A. Volume of the solvent
B. Amount of solute
C. Concentration of solute
D. Temperature of the solution

Correct answer: C

Rationale: Molarity is a measure of the concentration of a solute in a solution. It is defined as the number of moles of solute per liter of solution. Molarity is not a measure of the volume of the solvent (choice A), the amount of solute (choice B), or the temperature of the solution (choice D). Therefore, the correct answer is the concentration of solute (choice C) as molarity specifically quantifies the solute concentration in a solution.

5. In nuclear fusion, where does the released energy originate from?

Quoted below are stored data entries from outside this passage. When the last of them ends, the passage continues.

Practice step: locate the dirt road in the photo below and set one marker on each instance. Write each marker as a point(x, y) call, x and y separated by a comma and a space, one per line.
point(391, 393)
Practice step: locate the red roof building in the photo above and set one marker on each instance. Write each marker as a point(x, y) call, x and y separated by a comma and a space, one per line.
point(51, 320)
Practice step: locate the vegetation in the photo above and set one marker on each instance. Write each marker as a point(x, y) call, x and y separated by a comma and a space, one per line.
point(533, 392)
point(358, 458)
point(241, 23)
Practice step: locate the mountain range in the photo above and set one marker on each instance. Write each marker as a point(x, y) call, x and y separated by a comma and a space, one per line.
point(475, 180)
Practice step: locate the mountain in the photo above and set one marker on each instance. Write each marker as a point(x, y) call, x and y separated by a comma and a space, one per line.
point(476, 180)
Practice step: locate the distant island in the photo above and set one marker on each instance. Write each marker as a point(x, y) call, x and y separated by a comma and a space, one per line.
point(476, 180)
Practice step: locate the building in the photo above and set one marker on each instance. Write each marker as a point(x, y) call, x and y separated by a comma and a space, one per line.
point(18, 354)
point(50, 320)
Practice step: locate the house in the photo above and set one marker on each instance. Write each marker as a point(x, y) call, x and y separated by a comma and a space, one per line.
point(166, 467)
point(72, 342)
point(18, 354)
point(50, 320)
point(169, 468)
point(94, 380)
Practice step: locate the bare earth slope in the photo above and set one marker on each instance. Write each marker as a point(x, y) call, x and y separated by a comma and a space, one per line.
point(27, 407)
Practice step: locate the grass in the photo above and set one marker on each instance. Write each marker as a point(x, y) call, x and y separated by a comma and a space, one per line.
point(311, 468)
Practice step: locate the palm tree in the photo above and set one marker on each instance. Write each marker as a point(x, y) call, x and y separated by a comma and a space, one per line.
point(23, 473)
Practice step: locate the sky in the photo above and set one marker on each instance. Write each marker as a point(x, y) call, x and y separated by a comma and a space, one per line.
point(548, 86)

A. The fission of heavy nuclei
B. The binding energy released during the fusion of light nuclei
C. Electronic transitions within atoms
D. Matter-antimatter annihilation

Correct answer: B

Rationale: The correct answer is B: 'The binding energy released during the fusion of light nuclei.' Nuclear fusion involves the combination of light nuclei to form a heavier nucleus, releasing energy in the process. This energy arises from the binding energy that keeps the nucleus intact. As lighter nuclei fuse, they create a more stable nucleus, and the excess energy is emitted as radiation. This fundamental process is the primary source of energy in stars and holds promise as a potential future energy source on Earth. Choices A, C, and D are incorrect. Choice A, 'The fission of heavy nuclei,' is related to nuclear fission, not fusion. Choice C, 'Electronic transitions within atoms,' refers to energy release in atomic transitions, not nuclear fusion. Choice D, 'Matter-antimatter annihilation,' is a process where matter and antimatter collide, converting their mass into energy, but it is not the energy source for nuclear fusion.